I have a question regarding heteroscedasticity in binary logistic regression, and would be most grateful for any kind of feedback.

I am building a model for estimating credit risk using binary logistic regression on a set of panel data. If any of you are familiar with Moody’s Riskcalc model for private firms I am basically using the same approach.

Recently I came across a paper that briefly mentioned that heteroskedasticity (extra binomial variation) in panel data might cause problems in binary logistic regression. I have searched in papers and other literature for answers but it all seems quite confusing. Some seem to believe that heteroscedasticity isn’t a problem in logistic regression. Others say heteroskedasticity could be a potential problem that must be handled by using the estimation technique GEE instead of a standard logistic regression.

So my question to you is quite simple: do you agree that heteroskedasticity can cause such serious problems that it warrants the use of GEE instead of a standard model? What are the costs of using a standard model in the presence of heteroscedasticity? What tests could be used to detect the presence of heteroscedasticity?

The reason I am asking is that I’ve already developed my model. It took me several months of work considering data preparation, manual forward stepwise selections of variables (I didn’t have access to any good code that could automate the process) and out of time validation. The final did generate an out of time result that’s better than chance (measured in AR/OC/AUC). So it does work, even though it certainly could be improved. But as you might guess I am quite reluctant to make any changes in case they are not absolutely necessary.
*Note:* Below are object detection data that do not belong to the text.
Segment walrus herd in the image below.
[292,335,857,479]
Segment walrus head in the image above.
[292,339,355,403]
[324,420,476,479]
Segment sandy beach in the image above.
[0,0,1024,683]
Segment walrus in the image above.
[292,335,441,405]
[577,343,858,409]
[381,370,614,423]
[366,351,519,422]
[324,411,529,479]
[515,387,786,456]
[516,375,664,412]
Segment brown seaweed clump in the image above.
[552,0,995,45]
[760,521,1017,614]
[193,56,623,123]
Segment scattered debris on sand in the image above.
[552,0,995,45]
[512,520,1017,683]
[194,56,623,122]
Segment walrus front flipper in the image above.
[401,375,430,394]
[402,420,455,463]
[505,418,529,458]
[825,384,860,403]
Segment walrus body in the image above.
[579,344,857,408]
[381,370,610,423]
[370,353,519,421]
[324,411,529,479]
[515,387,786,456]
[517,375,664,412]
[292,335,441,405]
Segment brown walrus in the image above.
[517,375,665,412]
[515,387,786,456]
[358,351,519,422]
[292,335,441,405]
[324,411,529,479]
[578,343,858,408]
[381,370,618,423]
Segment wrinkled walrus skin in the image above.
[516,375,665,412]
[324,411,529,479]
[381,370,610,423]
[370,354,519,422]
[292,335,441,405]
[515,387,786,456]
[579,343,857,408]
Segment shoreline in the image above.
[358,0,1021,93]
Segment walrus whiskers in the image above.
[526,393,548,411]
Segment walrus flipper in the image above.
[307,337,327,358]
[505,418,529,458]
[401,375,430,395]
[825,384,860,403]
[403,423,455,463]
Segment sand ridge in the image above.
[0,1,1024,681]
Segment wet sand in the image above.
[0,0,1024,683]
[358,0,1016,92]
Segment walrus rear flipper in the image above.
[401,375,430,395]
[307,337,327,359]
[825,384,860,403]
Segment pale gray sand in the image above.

Any input is much appreciated!

Best regards,

Majkel

PS.

For those of you who are interested here’s a short description of my paneldata:

I’ve used data stretching from 2001-2007 as my estimation sample. The data consists of a set of accounting ratios. Each accounting ratio makes up a separate vector (so I have one vector for all net income/assets ration observed between 2001-2007 for example, a second vector for all debt/equity and so on)and each observation matched with a dichotomous variable indicating whether the firm with the particular ratio defaulted within 1 year of the observation.

DS.

To specify matters a bit: as I mentioned above we’ve used GLM estimation (spss), but we did in fact try to reestimate our final model using GEE. The use of GEE generated the same weights but considerably lower standard deviations.